Ihr hättet sehen sollen, wie sie umherlief mit einem Tuch um den Kopf und dem Besen in der Hand! Sie sah unglaublich patent aus. Sie steckte saubere Gardinen auf. Sie legte Flickenteppiche auf den Küchenfußboden und staubte alle Möbel ab. Und zwischendurch musste sie alles liegen lassen und Kaffee für Großmutter kochen und Wurst und Kartoffeln braten. Im Herd musste sie selber Feuer anmachen. Ein Glück, dass es ein so guter Herd war! Polly stopfte das Zeitungspapier und das Holz hinein und blies. Und dann horchte sie aufgeregt, ob es knisterte. Und wie es knisterte. Großmutter bekam ihren Kaffee, und sie wiegte den Kopf hin und her und sagte: „Mein gutes Kind, wie könnte ich ohne dich fertig werden!“ Und Polly saß auf der Bettkante, einen großen Schmutzfleck auf der Nase, und tauchte ein Stück Zucker in Großmutters Kaffeetopf, bevor sie wieder ans Reinemachen ging.

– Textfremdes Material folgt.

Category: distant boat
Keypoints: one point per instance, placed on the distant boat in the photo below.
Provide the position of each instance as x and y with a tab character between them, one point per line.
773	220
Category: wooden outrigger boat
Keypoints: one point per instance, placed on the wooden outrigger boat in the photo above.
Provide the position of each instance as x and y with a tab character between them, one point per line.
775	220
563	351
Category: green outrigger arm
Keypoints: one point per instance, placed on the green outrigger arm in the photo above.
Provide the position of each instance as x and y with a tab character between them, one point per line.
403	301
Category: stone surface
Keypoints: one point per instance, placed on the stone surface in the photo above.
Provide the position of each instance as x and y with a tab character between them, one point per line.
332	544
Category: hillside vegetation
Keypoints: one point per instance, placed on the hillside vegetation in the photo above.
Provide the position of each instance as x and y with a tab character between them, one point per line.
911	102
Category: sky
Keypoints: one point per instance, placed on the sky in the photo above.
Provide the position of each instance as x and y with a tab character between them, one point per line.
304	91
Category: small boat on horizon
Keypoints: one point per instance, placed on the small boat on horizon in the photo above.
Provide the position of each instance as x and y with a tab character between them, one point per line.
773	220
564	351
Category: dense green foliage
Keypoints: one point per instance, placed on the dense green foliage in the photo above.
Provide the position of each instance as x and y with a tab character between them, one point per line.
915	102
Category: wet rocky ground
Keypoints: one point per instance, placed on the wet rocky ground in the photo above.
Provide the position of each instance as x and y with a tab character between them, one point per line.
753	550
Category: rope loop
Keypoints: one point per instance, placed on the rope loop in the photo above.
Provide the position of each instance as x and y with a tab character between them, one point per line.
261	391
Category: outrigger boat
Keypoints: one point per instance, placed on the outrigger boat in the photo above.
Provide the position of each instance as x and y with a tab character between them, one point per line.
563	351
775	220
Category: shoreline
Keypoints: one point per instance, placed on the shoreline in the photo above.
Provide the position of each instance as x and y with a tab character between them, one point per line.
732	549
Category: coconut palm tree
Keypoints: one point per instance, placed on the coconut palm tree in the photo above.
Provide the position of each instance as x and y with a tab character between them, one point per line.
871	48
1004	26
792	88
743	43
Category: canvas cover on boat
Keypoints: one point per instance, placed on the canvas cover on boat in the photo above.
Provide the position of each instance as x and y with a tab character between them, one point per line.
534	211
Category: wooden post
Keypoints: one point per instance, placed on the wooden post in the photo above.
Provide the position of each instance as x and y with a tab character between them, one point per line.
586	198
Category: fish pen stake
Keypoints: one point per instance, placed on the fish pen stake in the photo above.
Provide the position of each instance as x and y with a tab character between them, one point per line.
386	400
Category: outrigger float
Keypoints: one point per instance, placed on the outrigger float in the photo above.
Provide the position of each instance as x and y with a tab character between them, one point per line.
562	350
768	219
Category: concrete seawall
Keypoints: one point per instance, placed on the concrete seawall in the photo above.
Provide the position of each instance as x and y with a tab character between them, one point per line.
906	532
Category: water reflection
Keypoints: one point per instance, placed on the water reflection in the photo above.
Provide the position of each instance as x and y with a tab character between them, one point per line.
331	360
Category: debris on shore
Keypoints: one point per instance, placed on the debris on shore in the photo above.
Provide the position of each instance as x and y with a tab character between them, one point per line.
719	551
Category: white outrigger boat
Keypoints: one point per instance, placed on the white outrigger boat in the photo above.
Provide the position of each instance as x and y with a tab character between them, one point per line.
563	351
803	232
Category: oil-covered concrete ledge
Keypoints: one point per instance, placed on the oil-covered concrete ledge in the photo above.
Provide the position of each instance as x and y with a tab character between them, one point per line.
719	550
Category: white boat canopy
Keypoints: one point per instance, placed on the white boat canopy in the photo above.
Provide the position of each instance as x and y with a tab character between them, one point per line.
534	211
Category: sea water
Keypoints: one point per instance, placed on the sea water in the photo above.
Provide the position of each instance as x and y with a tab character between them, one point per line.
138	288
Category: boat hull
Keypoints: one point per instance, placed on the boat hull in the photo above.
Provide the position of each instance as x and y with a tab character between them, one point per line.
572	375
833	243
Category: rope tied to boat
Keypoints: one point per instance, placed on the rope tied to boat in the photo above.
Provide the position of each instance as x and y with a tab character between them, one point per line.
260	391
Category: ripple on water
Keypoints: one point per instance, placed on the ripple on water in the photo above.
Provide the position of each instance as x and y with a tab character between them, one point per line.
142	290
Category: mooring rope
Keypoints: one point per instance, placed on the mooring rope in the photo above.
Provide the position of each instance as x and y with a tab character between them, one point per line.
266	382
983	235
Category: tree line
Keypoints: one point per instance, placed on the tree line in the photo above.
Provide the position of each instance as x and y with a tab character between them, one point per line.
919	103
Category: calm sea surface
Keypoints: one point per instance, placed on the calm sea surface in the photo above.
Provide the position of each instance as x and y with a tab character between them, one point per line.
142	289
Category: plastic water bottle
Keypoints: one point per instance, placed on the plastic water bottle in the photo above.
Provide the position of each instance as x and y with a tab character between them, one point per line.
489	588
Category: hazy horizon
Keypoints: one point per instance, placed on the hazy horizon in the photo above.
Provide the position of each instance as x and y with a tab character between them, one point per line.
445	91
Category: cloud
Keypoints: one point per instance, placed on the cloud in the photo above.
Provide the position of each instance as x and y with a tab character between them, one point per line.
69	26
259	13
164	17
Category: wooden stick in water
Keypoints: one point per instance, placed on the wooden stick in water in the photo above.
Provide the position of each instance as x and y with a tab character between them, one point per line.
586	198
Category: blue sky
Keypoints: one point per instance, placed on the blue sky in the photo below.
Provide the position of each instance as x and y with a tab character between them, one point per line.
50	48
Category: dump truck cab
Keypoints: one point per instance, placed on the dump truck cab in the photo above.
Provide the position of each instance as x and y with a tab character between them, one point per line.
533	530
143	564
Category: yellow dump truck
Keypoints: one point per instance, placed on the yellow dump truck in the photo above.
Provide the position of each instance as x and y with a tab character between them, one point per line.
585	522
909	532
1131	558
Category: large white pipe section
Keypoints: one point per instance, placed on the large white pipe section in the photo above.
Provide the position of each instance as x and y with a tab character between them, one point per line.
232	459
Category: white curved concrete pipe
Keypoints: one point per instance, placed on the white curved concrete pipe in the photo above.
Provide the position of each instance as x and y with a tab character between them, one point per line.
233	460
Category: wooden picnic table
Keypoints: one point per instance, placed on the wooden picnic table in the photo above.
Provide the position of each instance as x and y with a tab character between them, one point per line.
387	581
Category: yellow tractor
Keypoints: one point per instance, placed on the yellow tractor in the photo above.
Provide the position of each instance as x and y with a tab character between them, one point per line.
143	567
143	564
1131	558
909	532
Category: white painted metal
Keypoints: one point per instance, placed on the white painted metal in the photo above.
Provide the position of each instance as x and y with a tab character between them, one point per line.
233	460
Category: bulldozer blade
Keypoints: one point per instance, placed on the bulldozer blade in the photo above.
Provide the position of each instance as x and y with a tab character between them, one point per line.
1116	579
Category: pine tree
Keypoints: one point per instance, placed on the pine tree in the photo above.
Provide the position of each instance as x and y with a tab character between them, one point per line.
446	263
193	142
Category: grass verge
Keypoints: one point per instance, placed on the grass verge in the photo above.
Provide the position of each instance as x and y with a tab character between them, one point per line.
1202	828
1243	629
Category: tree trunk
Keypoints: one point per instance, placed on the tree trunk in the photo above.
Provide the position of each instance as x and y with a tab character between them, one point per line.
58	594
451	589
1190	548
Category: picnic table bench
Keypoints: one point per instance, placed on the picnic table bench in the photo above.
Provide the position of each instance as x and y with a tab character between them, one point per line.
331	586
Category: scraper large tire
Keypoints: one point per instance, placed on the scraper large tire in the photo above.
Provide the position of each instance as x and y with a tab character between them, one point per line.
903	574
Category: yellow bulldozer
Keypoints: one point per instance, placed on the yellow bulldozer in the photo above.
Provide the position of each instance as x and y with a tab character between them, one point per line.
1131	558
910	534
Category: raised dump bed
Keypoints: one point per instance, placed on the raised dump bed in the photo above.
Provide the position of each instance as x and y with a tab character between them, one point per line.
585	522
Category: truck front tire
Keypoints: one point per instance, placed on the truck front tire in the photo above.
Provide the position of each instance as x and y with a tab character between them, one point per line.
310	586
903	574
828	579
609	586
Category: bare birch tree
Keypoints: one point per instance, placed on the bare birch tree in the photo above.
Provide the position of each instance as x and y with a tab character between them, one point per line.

Ja, aber nun die Bonbons, die schon fertig waren und auf dem Markt verkauft werden sollten. Wer sollte das machen? Polly und kein anderer! Aber Polly konnte doch nicht rechnen und die Bonbons auch nicht auf der kleinen Waage abwiegen, so wie Großmutter es tat, wenn sie in ihrem Bonbonstand auf dem Markt war. Aber Polly wusste, wie ein Fünfziger aussah. Das wusste sie! Großmutter musste sich im Bett aufrichten und die Bonbons in Tütchen einwiegen. Hundert Gramm in jedes Tütchen. Das wurden genau Fünfzigertütchen. Drei Tage vor Heiligabend war Weihnachtsmarkt. An dem Morgen war Polly früh auf, und Großmutter bekam ihren Kaffee ans Bett. „Gutes Kind“, sagte Großmutter, „es ist doch so kalt. Du frierst dir die Nase ab.“

Da lachte Polly nur. Sie war schon fertig, fertig für ihr großes, seltsames Bonbonabenteuer. Und wie sie angezogen war! Zwei dicke Jacken unter dem Mantel und die Pelzmütze heruntergezogen bis über die Ohren und einen dicken Wollschal um den Hals geschlungen und große rote Handschuhe an und dann Großmutters riesige Strohschuhe über ihren Stiefeln – wegen des Frostes. Und an ihrem Arm hing der Korb, voll von Bonbons. „Auf Wiedersehen, Großmutter“, sagte sie und ging in die Winterfinsternis hinein. Viele Menschen waren schon unterwegs auf den Straßen. Das war auch kein Wunder, denn es war Weihnachtsmarkt.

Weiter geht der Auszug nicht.